On Thursday, after meetings in Pyongyang, the North’s capital, the Elders group is scheduled to travel to Seoul.


It was also unclear whether Mr. Carter would press North Korean officials to release an American man who has been detained by North Korea on unspecified charges since November.


This month, the North Korean government said the man had already “admitted his crime.” The South Korean news agency Yonhap, citing sources in the United States that it did not name, said he was Jun Young-su, a Korean-American businessman in his 60s from Orange County, Calif.


Yonhap said Mr. Jun had been taken into custody in connection with illegal religious activities in the North.


A State Department spokesman, Mark C. Toner, confirmed that an American was being held by the North, but he and other United States officials declined to name the detainee and offered no personal details, citing privacy rules. The United States called on North Korea to release the American “on humanitarian grounds.”


The State Department has said that Mr.
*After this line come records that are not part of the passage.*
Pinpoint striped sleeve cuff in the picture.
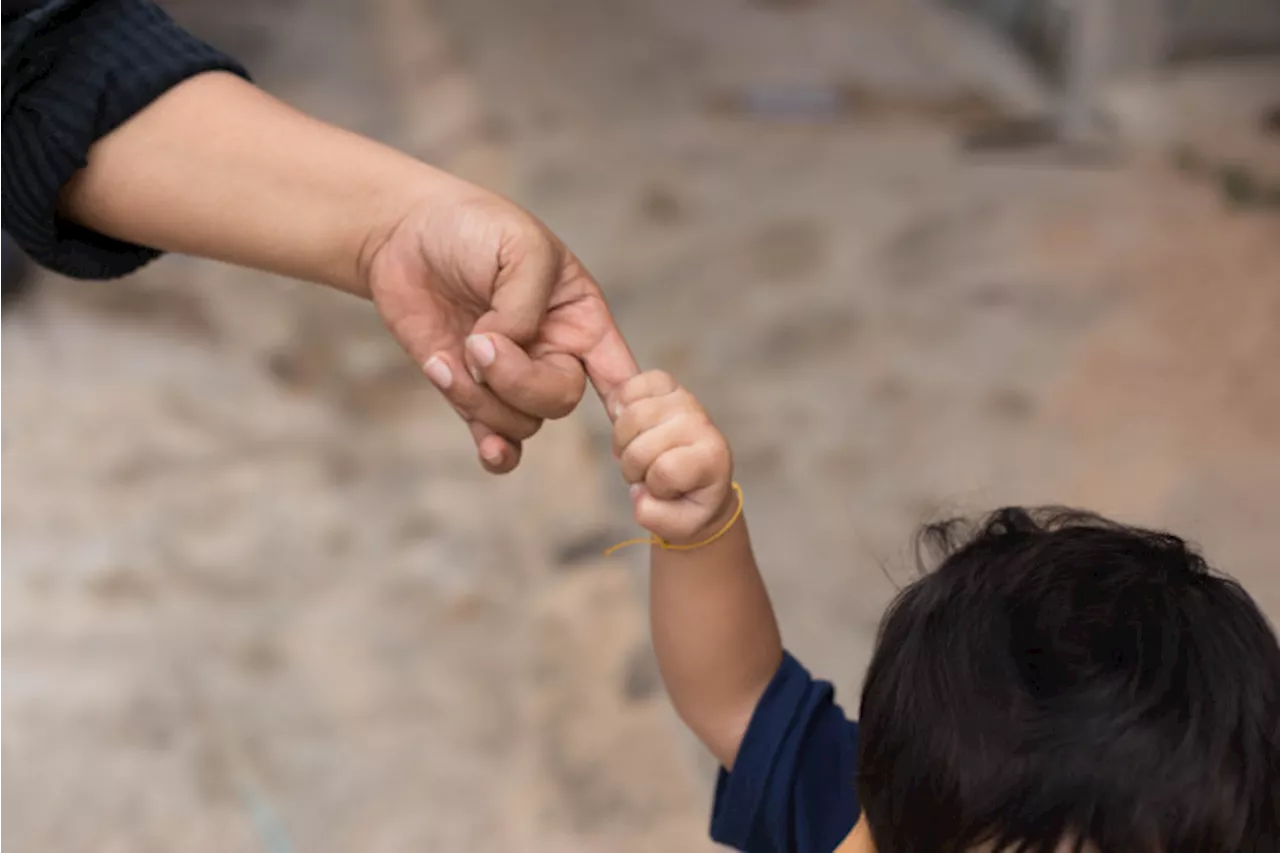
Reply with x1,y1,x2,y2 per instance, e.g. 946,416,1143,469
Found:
2,0,249,279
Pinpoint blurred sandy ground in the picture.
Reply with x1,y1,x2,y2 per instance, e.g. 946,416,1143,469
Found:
3,1,1278,850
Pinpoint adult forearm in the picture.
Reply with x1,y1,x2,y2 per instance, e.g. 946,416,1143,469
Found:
650,516,783,769
59,71,448,296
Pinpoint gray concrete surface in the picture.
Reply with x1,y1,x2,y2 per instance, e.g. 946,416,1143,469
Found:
4,1,1278,850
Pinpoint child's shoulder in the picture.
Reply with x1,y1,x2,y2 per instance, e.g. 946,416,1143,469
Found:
711,652,860,853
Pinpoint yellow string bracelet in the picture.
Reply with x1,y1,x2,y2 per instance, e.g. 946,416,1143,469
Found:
605,482,744,557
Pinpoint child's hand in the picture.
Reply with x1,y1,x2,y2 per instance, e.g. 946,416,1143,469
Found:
611,371,734,545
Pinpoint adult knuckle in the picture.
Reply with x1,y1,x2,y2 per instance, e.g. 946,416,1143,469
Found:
554,382,583,418
491,375,535,410
556,380,579,409
445,383,482,415
503,414,542,441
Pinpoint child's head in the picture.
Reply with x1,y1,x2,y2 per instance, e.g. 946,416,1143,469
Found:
856,508,1280,853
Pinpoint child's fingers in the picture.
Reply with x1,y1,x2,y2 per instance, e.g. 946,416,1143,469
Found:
618,414,699,484
613,396,681,457
608,370,679,421
633,487,710,543
644,445,713,500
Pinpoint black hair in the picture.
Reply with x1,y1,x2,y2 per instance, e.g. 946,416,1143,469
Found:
856,507,1280,853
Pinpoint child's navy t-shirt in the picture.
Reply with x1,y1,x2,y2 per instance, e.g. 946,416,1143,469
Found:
709,652,860,853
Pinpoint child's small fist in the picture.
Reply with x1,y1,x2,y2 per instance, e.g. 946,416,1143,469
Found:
610,371,734,545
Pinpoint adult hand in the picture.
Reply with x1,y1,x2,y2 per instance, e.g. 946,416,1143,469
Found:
365,177,639,473
53,72,637,470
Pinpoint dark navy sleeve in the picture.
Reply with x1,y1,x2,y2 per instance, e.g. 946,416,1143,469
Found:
710,651,860,853
2,0,249,279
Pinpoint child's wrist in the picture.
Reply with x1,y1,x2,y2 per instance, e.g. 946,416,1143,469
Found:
666,481,741,547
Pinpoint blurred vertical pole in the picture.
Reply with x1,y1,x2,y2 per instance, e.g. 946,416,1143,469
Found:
1110,0,1165,76
956,0,1175,154
1058,0,1113,147
1058,0,1166,149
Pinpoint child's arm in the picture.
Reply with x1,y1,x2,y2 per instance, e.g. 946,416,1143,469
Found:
612,371,783,769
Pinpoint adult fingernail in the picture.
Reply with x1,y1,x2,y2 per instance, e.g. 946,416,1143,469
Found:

Carter’s trip is a private journey and that he is not acting as an American envoy.


Mr. Carter has been successful at freeing jailed Americans in the past. He made a private trip to Pyongyang last August to win the release of Aijalon Mahli Gomes, 31, of Boston, who had been convicted of illegally entering North Korea.


Mr. Gomes was sentenced in April 2010 to eight years of hard labor and was fined $700,000. The Carter Center, the organization founded by Mr. Carter and his wife, Rosalynn, said Mr. Gomes was granted amnesty by Mr. Kim.